Phase diagram data were collected from the literature. Each diagram was converted into an array of 441 data points representing steps of 5% w/w across the concentration range from 0 to 100% and temperature steps of 5°C from 0 to 100°C. Each surfactant, concentration and temperature was represented as one of 10 possible phases. The phases were solid (s), spherical micelles (L1), inverse spherical micelles (L2), lamellar sheets (La), cubic phase (I1), hexagonal phase (H1), bicontinuous cubic phase (V1), inverse bicontinuous (V2), miscible (M) and a separated phase that for convenience included several options such as L1, L2 or La with water (water+L).

The total number of data points for the 23 surfactants (table 1) was 10 143. Phase diagram data for the polydisperse samples oleyl E5, oleyl E10.7, oleyl E19.2 were also collected; however, these data were not used in the development of the model.

(c). Model generation and statistics

The observed surfactant phase was modelled using recursive partitioning of the input data AL/V, concentration and temperature. The AL/V values were those generated from the calculation of AL/V with the modified results for the Y-shaped surfactants as shown in table 1. The data were fitted using fivefold cross-validation using the commercial software package JMP [17]. As the model predicts the most likely phase from the calculated probability of 10 options, the output was assessed using mosaic plots for each surfactant. This compares the known phase to the generated phase and gives equal weighting to a success or failure, thus allowing an R2 value to be assigned to the generated diagram for each surfactant, or the overall model. The R2 value for the overall model was 0.85. A mosaic plot is shown in figure 1.

Figure 1.

Figure 1.

Mosaic plot for prediction of all of the data (10 143 points). Observed phase is shown on the x-axis with predictions shown as coloured barsabove each phase. In a perfect system, each bar would be a single colour.

Recursive partitioning generates a series of splits in the dataset by comparing groups of data separated by one of the input parameters. As each split is generated, the model improves in R2. Cross-validation is carried out to prevent overfitting of the data. The progress of the model can be seen in figure 2 which shows a plot of R2 with number of splits.

Figure 2.

Figure 2.

Progress of the model and cross-validated data R2 versus the number of potential data splits found.

As an example of the use of the model the predicted and measured phase diagrams for the methyl end capped 10 ethoxylate of diheptyl glycerol are presented in figure 3.

Figure 3.

Figure 3.

Predicted and measured phase diagrams for (C7)2GE10Me. (Online version in colour.)

3. Results and discussion

(a). Molecular description

The use of a critical packing parameter was the first choice for the development of a model. The phase diagrams can be placed in order by analysing the shapes of each phase and comparing them with one another. For example, the melting point of the H1 transition, the cloud point and the L-alpha phase transitions are correlated with each other and also with the ethoxylate number of the linear surfactants. The literature provided 31 values for the H1 melting point transition and 26 values of measured AL/V; however, there were only a few examples where these were common to the same surfactant. For this reason, a model was created to predict AL/V, so that comparisons within the dataset could be made. The model estimates the area of the head group using simple atom number counts as input parameters. It was developed using standard least-squared methods. Leverage plots based on linear regression were used to assess the fit between the data and the model. Fischer F-statistics were used at a level less than 5% for both the individual parameters and the overall model to check for correlation between these and the response. The correlation was 5.66−(16.1*number of carbon chains)+(14.7*number of tail glyceryl)+(10.6*number of EO chains)+(2.5*tail length)− (18.7*number of tail C=C)+(2.1*numberof EO groups)+1.9*(number of EO groups−(3*end cap carbon atoms)).
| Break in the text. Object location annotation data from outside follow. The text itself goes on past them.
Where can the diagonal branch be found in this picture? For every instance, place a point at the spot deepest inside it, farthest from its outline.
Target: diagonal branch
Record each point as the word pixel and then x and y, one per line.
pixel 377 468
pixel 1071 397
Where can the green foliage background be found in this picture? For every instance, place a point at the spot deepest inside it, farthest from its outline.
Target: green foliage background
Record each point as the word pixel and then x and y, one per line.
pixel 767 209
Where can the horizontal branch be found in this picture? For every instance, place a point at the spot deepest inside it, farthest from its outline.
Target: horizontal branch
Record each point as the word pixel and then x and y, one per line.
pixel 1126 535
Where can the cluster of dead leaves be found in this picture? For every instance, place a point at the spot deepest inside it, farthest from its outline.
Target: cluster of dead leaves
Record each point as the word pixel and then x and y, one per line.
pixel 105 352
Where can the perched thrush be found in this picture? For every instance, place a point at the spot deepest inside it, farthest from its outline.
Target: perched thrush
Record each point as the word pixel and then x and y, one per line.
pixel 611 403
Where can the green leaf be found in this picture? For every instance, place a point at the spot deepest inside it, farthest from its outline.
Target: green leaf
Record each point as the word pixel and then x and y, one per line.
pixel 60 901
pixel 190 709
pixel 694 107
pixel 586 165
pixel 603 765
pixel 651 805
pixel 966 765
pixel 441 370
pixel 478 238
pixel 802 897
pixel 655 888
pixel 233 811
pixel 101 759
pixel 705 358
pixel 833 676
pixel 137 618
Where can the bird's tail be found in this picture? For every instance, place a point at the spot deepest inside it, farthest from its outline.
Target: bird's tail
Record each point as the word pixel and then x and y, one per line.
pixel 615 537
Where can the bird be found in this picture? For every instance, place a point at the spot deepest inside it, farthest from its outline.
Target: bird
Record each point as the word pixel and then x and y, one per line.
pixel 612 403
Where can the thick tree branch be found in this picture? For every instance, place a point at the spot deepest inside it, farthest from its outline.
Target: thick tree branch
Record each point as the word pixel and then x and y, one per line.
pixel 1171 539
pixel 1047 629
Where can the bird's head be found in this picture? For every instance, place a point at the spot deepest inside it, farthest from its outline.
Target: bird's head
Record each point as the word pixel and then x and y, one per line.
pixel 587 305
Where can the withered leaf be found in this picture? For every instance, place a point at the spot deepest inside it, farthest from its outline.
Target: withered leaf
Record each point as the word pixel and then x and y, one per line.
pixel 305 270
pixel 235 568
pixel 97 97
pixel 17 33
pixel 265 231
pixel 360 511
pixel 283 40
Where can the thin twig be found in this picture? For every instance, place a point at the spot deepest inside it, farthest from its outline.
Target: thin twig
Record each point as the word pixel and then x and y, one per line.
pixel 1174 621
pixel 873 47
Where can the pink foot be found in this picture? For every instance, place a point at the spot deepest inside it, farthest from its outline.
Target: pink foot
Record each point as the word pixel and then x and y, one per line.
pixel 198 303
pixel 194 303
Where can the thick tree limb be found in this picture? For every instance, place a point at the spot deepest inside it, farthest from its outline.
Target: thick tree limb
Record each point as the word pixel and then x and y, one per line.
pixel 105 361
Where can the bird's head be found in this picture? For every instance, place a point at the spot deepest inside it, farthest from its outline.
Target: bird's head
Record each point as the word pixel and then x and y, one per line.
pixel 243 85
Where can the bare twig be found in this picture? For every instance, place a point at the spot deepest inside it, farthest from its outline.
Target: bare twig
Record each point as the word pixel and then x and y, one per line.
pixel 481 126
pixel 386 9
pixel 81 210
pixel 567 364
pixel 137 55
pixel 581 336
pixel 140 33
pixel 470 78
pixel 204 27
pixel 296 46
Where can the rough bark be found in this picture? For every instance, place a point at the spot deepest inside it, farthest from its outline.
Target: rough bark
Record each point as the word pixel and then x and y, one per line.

Head group areas estimated from this model were used to calculate new values for AL/V and compared with literature values using a line of best fit.

A comparison between predicted and measured AL/V results can be seen in figure 4.

Figure 4.

Figure 4.

Measured AL/V values from the literature compared to modelled values. R2 value for the fitted line is 0.964 for the 39 surfactants.

If we now plot AL/V against the measured H1 melting point transition, we see that there is a very strong correlation with the linear and V shapes surfactants. Unfortunately, the Y-shaped surfactants are part of a different correlation, although one that appears to be linear. There are only six examples of Y-shaped surfactants on this graph; however, they appear to have shape factors that are 0.824 higher than the linear or V-shaped surfactants. If we subtract this value from the calculated AL/V estimates for the Y-shaped surfactants, then all of the surfactants fall within the confidence limits of the linear/V-shaped surfactant plot.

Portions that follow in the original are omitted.